The doc/implementation/ directory has been significantly expanded with module-specific documentation:

Configuration:

  • config/KEY_PATH_FALLBACK.md - Environment variable resolution mechanics
  • config/REFACTORING.md - Configuration system architecture evolution
  • config/RESTIC_PERMISSION_VALIDATION.md - Security validation for Restic paths

Utilities:

  • utils/dbhelper/MIGRATION_STATUS.md - Migration tracking
  • utils/dbhelper/SECURITY_AUDIT.md - Security audit findings
  • utils/dbhelper/VENDOR_USAGE.md - Third-party dependency analysis

Testing:

  • testing/ - Test coverage reports and strategies

UI Components:

  • ui-components/ - Dashboard component documentation

When creating new implementation documentation:

  • Place under doc/implementation/{package_path}/
  • Use descriptive UPPERCASE_FILENAMES.md
  • Focus on implementation decisions, not API usage

Common Issues

CGO Dependencies: Some builds require CGO (osc-cgo variant).
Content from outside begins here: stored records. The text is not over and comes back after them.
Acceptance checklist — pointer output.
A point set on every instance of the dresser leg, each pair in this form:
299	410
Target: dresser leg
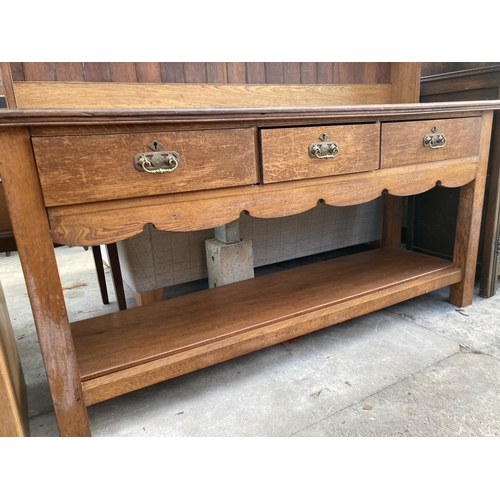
470	206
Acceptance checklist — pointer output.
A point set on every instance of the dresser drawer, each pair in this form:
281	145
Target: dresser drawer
287	153
87	168
403	143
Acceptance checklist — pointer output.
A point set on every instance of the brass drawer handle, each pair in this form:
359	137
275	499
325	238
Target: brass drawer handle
435	141
160	162
323	150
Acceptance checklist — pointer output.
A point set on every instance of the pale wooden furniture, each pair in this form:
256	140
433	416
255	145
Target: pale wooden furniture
73	172
13	398
155	259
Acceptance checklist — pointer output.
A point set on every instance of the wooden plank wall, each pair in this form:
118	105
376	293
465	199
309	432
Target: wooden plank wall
205	72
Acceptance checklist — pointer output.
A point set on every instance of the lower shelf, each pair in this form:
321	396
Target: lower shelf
130	349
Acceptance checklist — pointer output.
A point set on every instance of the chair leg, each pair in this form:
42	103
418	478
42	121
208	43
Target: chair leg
99	267
116	273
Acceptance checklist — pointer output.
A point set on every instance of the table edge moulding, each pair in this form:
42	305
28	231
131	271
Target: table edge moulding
272	163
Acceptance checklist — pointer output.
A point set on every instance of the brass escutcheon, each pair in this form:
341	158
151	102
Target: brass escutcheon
161	162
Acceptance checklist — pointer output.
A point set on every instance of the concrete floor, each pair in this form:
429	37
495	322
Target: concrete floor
420	368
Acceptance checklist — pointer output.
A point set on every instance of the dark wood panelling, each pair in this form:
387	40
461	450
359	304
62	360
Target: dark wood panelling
96	72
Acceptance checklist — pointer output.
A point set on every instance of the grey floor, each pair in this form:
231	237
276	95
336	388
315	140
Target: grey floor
420	368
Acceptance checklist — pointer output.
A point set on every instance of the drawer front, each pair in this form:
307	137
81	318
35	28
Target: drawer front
403	143
286	152
82	169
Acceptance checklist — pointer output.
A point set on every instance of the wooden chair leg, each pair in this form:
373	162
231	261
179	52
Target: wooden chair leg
116	273
99	267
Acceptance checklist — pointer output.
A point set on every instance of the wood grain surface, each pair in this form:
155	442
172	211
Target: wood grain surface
121	352
402	143
100	223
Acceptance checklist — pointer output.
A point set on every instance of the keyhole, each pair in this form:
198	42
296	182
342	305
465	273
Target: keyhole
155	145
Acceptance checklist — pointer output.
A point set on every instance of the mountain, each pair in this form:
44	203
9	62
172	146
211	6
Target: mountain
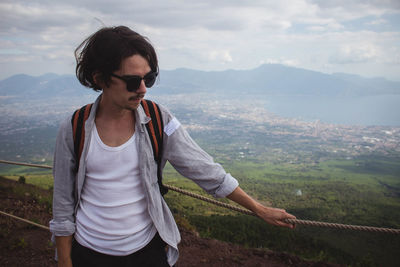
285	91
270	79
276	80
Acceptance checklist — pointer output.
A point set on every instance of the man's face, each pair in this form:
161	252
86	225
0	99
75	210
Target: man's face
117	93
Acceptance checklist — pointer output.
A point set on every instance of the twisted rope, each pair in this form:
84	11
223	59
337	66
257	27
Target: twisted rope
245	211
24	220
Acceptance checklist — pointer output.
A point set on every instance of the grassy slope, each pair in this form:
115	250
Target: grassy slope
360	191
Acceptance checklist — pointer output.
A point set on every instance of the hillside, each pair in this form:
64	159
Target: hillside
25	245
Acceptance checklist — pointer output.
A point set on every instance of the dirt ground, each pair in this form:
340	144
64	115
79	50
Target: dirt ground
25	245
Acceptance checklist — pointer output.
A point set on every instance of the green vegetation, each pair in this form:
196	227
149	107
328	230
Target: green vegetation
344	191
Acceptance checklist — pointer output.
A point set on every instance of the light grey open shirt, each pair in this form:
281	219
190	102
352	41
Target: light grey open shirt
178	148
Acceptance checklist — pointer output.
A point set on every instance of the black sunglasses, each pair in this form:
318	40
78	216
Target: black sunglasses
133	81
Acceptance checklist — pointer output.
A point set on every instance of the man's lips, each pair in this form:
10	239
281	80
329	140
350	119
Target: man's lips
136	97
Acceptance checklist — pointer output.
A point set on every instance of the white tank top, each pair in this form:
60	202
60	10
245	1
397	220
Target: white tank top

Most builds use CGO_ENABLED=0 for static binaries.

Module Path: The module is github.com/signal18/replication-manager. Import paths must use this prefix.

Viper Binding: Flags must be bound to Viper using viper.BindPFlags(cmd.Flags()) for environment variable overrides to work.

Restic Binary Path: When using Restic backups, ensure backup-restic-binary-path points to a valid restic executable. The system does not install restic automatically.

Docker Rootless Permissions: When running rootless Docker containers, ensure mounted volumes have correct ownership (chown 1000:1000 or appropriate UID/GID for the repman user).

Environment Variable Conflicts: If using both TOML config and environment variables, remember that environment variables take precedence over TOML values. Use replication-manager config-merge to debug effective configuration.